The delegation, headed by China's deputy sport chief Cai Zhenhua, is expected to meet Junji Ogura, president of Japan Football Association (JFA) and visit a local high school to see its campus soccer team and facilities on Wednesday.

As well as meetings with Japan's soccer and education officials, the delegation also plans to visit the Urawa Red Diamonds, a renowned football club in Japan's J-League, and watch its upcoming league match with Yokohama F. Marinos, said the report.

Among the Chinese delegation members is Wei Di, head of the Chinese Football Association (CFA), as well as officials from the Ministry of Education and other related government agencies.

The focus of the delegation is to see the development of soccer and sport as a whole may be integrated into the system of education.

This visit is part of a large-scale research project initiated by China's sports ministry this June for the purpose of fully understanding the status of China's soccer development and learning the experiences of world's top soccer countries.
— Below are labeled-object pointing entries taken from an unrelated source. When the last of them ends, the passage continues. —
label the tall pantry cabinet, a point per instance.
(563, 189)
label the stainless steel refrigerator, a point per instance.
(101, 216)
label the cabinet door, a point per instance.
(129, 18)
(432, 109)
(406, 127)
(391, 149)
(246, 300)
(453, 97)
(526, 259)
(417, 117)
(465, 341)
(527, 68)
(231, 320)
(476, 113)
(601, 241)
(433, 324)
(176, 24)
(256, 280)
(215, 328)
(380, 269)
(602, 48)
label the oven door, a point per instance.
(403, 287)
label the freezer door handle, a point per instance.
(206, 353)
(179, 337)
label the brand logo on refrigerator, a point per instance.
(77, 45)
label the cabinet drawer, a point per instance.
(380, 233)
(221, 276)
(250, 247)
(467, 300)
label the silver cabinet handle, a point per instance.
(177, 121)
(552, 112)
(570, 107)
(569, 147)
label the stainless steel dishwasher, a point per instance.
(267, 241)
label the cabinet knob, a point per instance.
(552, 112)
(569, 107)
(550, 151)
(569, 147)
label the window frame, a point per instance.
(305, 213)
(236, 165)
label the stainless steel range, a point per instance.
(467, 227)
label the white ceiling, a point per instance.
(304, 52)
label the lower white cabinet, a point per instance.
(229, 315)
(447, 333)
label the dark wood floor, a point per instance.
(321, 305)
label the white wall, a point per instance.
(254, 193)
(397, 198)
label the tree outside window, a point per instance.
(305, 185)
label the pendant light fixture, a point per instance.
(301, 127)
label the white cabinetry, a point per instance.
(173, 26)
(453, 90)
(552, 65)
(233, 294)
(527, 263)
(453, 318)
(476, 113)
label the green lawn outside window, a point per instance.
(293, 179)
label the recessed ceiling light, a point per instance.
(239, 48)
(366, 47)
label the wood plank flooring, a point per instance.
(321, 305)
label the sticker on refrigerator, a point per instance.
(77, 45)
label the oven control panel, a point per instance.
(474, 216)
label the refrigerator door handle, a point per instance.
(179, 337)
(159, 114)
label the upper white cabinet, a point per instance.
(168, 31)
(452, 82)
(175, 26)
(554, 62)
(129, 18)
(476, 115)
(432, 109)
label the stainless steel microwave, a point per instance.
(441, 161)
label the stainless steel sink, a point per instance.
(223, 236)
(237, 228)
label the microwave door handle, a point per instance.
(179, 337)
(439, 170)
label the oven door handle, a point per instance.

Japan has witnessed rapid progress in soccer not only by its national teams' performance, but also its young players' training and development for professional leagues. It was for this reason that Japan was the first and best choice for the Chinese delegation to visit, the newspaper analyzed.

However, Chinese soccer officials have repeatedly visited Japan to gain insight over the past decade; meanwhile, the state of Chinese soccer has been degraded to an intolerable level – the men's national team failed to advance through even the preliminary group stage of World Cup qualifications twice, soon to be three times, if they fail to win an away game against Iraq on November 11.

"So many visits are just futile, I haven't seen any changes in Chinese soccer," ex-president of JFA Saburo kawabuchi is quoted as saying by Oriental Morning Post.

The dwindling pool of young players for selection and the corrupt professional leagues plagued by match fixing and gambling are generally regarded as the major problems behind the huge slump in the status of Chinese football.

Statistics show that there are only 7,000 registered young soccer players under the age of 18 in China, while in Japan that same group's number is 500,000.

The trial dates for Nan Yong and Xie Yalong, China's two ex-soccer bosses who were arrested for involvement in soccer scandals, have yet to be decided.